The second column is time. Is it possible to see absolute timestamps here instead of relative?

user1700494
  • 1,642
  • 2
  • 12
  • 21
  • 2
    In the `View` menu click `Time Display Format` and choose one of the `Time of Day` options. (The file is already fine.) – dave_thompson_085 Apr 25 '16 at 14:32
  • 1
    @dave_thompson_085 Could you please submit your comment as an answer? It's the correct answer to the question. –  Apr 25 '16 at 19:04

2 Answers2

4

(from comment)

A pcap file (from tcpdump or wireshark or AFAIK anything else using libpcap) already has absolute time; it's only the Wireshark display you need to adjust.

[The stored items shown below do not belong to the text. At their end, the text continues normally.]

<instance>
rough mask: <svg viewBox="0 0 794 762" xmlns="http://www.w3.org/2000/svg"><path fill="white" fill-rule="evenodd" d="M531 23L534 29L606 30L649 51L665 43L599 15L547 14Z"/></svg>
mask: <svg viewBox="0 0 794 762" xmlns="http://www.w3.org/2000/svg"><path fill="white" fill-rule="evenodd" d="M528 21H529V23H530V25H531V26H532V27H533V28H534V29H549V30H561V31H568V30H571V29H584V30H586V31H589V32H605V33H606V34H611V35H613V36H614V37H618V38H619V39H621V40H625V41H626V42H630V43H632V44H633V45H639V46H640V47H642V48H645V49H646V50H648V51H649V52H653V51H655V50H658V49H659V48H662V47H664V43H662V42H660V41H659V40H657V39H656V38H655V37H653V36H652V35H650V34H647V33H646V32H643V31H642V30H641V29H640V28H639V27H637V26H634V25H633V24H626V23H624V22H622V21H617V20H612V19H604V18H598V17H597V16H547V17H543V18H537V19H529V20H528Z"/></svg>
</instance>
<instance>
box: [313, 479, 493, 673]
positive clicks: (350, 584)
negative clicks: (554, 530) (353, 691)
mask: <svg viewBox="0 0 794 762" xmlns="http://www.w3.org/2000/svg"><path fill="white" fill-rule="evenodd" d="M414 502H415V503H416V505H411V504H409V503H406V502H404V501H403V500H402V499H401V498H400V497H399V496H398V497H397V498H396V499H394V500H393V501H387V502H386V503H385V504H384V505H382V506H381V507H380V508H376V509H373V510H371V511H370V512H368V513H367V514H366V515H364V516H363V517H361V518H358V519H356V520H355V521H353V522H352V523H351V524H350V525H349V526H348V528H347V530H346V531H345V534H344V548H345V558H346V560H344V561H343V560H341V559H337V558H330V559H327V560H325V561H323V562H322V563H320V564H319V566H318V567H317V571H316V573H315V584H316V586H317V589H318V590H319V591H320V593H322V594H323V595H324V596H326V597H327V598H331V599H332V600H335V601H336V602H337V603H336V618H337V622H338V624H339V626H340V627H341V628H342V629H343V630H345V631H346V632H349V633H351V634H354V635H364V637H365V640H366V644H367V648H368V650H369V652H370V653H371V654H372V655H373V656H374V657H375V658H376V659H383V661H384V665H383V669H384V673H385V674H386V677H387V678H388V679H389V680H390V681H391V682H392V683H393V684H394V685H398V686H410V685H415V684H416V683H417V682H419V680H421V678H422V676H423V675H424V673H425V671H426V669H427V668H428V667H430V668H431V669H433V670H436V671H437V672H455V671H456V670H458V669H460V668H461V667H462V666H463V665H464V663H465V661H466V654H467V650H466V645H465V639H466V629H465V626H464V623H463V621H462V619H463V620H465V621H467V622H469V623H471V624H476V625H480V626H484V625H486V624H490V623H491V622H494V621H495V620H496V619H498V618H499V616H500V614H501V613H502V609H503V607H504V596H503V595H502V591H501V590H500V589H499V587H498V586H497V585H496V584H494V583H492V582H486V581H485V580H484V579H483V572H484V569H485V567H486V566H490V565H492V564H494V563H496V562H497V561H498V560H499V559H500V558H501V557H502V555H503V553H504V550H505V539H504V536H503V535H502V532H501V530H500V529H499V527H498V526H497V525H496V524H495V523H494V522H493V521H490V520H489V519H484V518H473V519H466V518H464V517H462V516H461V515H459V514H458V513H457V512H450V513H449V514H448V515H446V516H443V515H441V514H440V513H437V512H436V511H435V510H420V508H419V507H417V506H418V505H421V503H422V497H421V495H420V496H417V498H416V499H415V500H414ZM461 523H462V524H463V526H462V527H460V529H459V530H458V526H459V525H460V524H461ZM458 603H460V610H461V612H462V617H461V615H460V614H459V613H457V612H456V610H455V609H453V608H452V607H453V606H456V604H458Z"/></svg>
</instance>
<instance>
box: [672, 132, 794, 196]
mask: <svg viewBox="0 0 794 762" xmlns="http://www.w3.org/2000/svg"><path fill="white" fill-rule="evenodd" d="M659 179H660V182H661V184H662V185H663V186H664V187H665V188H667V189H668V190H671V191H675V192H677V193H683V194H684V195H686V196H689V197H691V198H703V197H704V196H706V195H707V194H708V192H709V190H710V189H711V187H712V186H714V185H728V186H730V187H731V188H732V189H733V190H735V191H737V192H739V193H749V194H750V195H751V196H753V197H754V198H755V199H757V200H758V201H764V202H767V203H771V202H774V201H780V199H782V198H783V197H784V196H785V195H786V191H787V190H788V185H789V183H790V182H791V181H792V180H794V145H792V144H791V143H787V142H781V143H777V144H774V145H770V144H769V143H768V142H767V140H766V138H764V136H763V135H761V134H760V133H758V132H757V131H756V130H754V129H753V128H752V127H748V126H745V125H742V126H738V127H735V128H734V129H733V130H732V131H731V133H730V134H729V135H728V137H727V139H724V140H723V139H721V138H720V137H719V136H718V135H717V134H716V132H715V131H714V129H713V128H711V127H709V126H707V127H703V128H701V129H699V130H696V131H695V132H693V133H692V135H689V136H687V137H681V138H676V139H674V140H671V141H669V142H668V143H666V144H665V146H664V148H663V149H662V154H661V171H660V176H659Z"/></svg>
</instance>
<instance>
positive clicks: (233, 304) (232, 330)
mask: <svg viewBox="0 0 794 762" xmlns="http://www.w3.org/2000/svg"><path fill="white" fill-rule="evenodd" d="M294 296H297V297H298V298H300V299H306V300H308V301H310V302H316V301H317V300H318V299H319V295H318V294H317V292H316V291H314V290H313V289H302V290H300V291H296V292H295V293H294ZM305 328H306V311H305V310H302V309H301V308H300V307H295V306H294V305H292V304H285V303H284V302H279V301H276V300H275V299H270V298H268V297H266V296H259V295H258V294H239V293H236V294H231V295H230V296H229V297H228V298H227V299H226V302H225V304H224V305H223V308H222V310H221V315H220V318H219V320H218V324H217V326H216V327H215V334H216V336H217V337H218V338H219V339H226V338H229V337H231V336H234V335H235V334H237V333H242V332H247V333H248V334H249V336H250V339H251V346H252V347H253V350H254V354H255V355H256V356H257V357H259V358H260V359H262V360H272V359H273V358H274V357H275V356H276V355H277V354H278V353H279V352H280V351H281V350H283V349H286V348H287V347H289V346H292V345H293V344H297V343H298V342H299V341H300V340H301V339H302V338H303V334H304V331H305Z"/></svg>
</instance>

In the View menu click Time Display Format and choose one of the Time of Day options.

dave_thompson_085
  • 3,262
  • 1
  • 16
  • 16
2

tcpdump has its own timestump options for.

-t
    Don't print a timestamp on each dump line. 
-tt
    Print the timestamp, as seconds since January 1, 1970, 00:00:00, UTC, and fractions of a second since that time, on each dump line. 
-ttt
    Print a delta (micro-second resolution) between current and previous line on each dump line. 
-tttt
    Print a timestamp, as hours, minutes, seconds, and fractions of a second since midnight, preceded by the date, on each dump line. 
-ttttt
    Print a delta (micro-second resolution) between current and first line on each dump line. 

More info you can find at tcpdump manpage.